This dish has a double-hit of comfort meal: a base of fragrant, creamy curry; and a topping of butter, flaky pastry.
- 1 tbsp olive oil
- ½ onion, chopped
- 3 tbsp green curry paste
- 1 x 400 ml canned coconut milk
- ½ cup carrots, cubed
- 1 head of broccoli, trimmed and cut into florets, stalk cut into cubes
- ½ cup green beans, trimmed and cut into halves
- ½ cup button mushrooms, cleaned and cut into quarters
- ½ cup fennel, chopped
- ⅓ cup peas
- 1½ cups vegetable stock
- 2 tbsp cornstarch
- plain flour, for dusting surface
- 1 sheet puff pastry, thawed
- 1 egg
Oven temperatures are for conventional; if using fan-forced (convection), reduce the temperature by 20˚C. | We use Australian tablespoons and cups: 1 teaspoon equals 5 ml; 1 tablespoon equals 20 ml; 1 cup equals 250 ml. | All herbs are fresh (unless specified) and cups are lightly packed. | All vegetables are medium size and peeled, unless specified. | All eggs are 55-60 g, unless specified.
1. Preheat oven to 220ºC (425ºF).
2. Pour oil into a large saucepan and heat. Add onions and saute until translucent.
3. Stir in green curry paste to combine. Pour in coconut milk.
4. Add carrots, broccoli, green beans, mushrooms, fennel and vegetable stock.
5. In a small bowl, combine cornstarch and 2 tablespoons of water, and whisk to combine. Add to the saucepan.
6. Mix in peas, bring curry to a boil, then reduce heat to low and cook for 5-10 minutes.
7. Pour vegetables into a 28cm-square greased baking dish.
8. Lightly flour a clean work surface.

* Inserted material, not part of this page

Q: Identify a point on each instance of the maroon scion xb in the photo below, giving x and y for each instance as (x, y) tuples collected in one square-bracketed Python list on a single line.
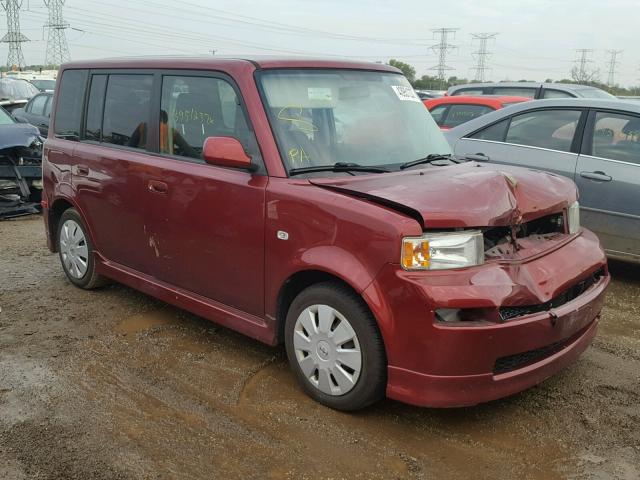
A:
[(315, 203)]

Roll out puff pastry into large circle to fit the baking dish.
9. Fit dough over baking dish. Crimp and trim edges, then make small piercing marks in the dough lid with a knife.
10. Crack the egg into a small bowl. Add water and whisk well.
11. Brush pastry with egg wash.
12. Bake pie for 25-30 minutes until pastry is golden. Allow to cool slightly before serving.